A Bernoulli random variable $X \sim B(1,p)$.

If the $X = 1$, then $Y \sim N(\mu_1, \sigma_1^2)$.

If the $X = 0$, then $Y \sim N(\mu_0, \sigma_0^2)$.

One random variable is conditional on another. I know the mean of this scenario is $p \mu_1 +(1-p) \mu_0$, but what is the variance?

Thank you so much.

edit -- based on further research, this is what I have come up with:

$Y | X=1 \sim N(\mu_1, \sigma_1^2)$

$Y | X=0 \sim N(\mu_0, \sigma_0^2)$

$E(Y) = E(E(Y|X)) = p \times E(Y|X=1) + (1-p) \times E(Y|X=0) = p \mu_1 + (1-p) \mu_0$

And,

$Var(Y) = E(V(Y|X)) +V(E(Y|X))$

$E(V(Y|X)) = p \sigma_1^2 + (1-p) \sigma_0^2$

$V(E(Y|X)) = E(E(Y|X)^2) - E(E(Y|X))^2 =E(E(Y|X)^2) - E(Y)^2$

$ = p \mu_1^2 + (1-p) \mu_0^2 - (p \mu_1 + (1-p) \mu_0)^2$

$ = p(1-p) \mu_1^2 + p(1-p) \mu_0^2 - 2p(1-p) \mu_1 \mu_0 $

Hopefully this is correct?

1

There are 1 best solutions below

1
On BEST ANSWER

I was fooled by randomness after running a quick computer simulation and getting an extremely close result to what I posted as a comment, i.e. $\require{enclose}\enclose{horizontalstrike}{{\color{red}{\mathrm{Var}(Y)=\sigma_1^2\times p + \sigma_0^2 \times (1-p)}}}.$ @Just_to_Answer pointed out the fact that this was incorrect since the problem was asking for the variance of a mixture distribution - a mistake I confirmed by simply changing the computer simulation to different parameters.

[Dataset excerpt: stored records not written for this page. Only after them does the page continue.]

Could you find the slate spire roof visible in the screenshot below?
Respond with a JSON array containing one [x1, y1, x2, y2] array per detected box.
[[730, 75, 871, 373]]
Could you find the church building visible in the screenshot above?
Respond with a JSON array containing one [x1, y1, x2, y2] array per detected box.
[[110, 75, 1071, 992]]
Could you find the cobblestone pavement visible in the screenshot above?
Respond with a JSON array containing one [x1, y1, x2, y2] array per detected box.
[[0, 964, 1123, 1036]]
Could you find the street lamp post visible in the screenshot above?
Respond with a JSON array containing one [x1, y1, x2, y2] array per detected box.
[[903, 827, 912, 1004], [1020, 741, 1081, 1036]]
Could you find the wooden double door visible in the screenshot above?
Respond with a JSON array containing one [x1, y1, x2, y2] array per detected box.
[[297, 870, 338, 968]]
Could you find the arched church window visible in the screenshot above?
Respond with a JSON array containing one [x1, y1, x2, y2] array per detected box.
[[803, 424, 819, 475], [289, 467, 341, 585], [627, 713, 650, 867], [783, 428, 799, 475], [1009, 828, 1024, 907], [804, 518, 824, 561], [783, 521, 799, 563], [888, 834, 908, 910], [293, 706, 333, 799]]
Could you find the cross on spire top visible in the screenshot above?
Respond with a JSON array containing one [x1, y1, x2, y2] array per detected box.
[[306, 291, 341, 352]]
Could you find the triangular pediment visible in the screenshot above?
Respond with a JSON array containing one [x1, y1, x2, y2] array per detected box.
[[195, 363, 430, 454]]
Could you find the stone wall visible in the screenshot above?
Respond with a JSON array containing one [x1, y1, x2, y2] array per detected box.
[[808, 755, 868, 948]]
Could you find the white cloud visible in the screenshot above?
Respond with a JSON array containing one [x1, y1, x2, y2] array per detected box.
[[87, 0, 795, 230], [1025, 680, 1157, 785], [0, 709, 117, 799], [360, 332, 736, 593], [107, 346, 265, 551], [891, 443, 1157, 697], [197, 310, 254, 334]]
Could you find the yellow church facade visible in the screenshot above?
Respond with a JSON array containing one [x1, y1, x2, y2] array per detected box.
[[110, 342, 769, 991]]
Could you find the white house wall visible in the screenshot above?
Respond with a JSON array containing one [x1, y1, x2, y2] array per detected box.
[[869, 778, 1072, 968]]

There is nothing I can add to the post on the topic by @whuber here, and you can credit him appropriately. So you can take this as an extended comment.

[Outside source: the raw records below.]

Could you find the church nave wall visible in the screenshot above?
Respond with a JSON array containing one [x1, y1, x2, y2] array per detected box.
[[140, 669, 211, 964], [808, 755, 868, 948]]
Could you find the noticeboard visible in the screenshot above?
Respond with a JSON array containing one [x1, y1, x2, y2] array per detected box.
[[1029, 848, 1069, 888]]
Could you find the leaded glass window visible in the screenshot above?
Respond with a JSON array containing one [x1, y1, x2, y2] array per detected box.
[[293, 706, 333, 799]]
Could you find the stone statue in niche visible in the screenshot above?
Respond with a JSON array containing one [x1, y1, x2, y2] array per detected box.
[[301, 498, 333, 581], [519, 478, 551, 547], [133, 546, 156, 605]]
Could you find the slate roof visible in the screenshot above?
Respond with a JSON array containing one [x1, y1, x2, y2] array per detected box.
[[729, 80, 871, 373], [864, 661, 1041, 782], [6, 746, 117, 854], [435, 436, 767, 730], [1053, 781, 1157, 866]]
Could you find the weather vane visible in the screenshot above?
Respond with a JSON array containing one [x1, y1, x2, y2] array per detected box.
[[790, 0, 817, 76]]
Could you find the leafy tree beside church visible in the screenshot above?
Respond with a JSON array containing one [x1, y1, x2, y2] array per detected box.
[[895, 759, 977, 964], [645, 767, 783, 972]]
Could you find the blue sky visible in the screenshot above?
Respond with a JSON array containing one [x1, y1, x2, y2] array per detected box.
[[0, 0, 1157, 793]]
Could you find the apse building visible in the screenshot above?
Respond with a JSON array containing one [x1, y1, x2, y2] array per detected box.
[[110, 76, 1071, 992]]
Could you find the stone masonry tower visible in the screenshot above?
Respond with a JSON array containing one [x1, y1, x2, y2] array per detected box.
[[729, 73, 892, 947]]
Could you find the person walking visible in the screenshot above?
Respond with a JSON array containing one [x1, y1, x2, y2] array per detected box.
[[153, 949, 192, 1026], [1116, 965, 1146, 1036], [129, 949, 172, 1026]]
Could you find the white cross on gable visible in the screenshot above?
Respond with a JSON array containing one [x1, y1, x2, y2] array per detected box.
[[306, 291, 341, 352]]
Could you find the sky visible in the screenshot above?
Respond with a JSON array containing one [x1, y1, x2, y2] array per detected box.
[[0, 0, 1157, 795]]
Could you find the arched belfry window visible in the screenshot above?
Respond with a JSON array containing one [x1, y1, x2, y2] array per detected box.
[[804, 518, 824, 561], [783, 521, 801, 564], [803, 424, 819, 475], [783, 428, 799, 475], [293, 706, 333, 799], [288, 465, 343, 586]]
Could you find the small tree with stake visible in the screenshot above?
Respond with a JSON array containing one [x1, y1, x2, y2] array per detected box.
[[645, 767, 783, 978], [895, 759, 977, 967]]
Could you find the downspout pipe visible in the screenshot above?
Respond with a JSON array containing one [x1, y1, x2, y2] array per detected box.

The variance does indeed contain the formula above, plus a factor that accounts for the dispersion of the means:

$$\mathrm{Var}(Y) =\color{red}{ \sigma_1^2 \times p + \sigma_0^2\times (1-p)}\color{black}{+\Big[ \mu_1^2\times p +\mu_0^2\times (1-p) - \big(\mu_1 \times p + \mu_o \times(1-p) \big)^2\Big]}$$

And since making the same mistake twice is so human, I ran a simulation again (this time with different settings) to "confirm" the correct equation:

> n = 1e6                 # Number of simulations
> p = .7                  # Probability of the Bernoulli experiment
> Bern = rbinom(n, 1, p)  # The actual simulation
> 
> mean_zero = 400         # If Heads, we draw from a N(400, 33):
> sd_zero = 33
> 
> mean_one = 14           # if Tails, we draw from a N(14,1):
> sd_one = 1
> 
> Y_zero = rnorm(sum(Bern==0),mean_zero,sd_zero)
> Y_one  = rnorm(sum(Bern==1),mean_one,sd_one)
> Y = c(Y_zero, Y_one)   # And combine the results into a single vector.
> 
> var(Y)                 # Empirical variance  
[1] 31639.79
> 
> var(Y_one) * p + (1 - p) * var(Y_zero) +
+  (p * mean_one^2 + (1 - p) * mean_zero^2 - (p * mean_one + (1 - p) * mean_zero)^2)       
[1] 31614.8             # Calculated variance.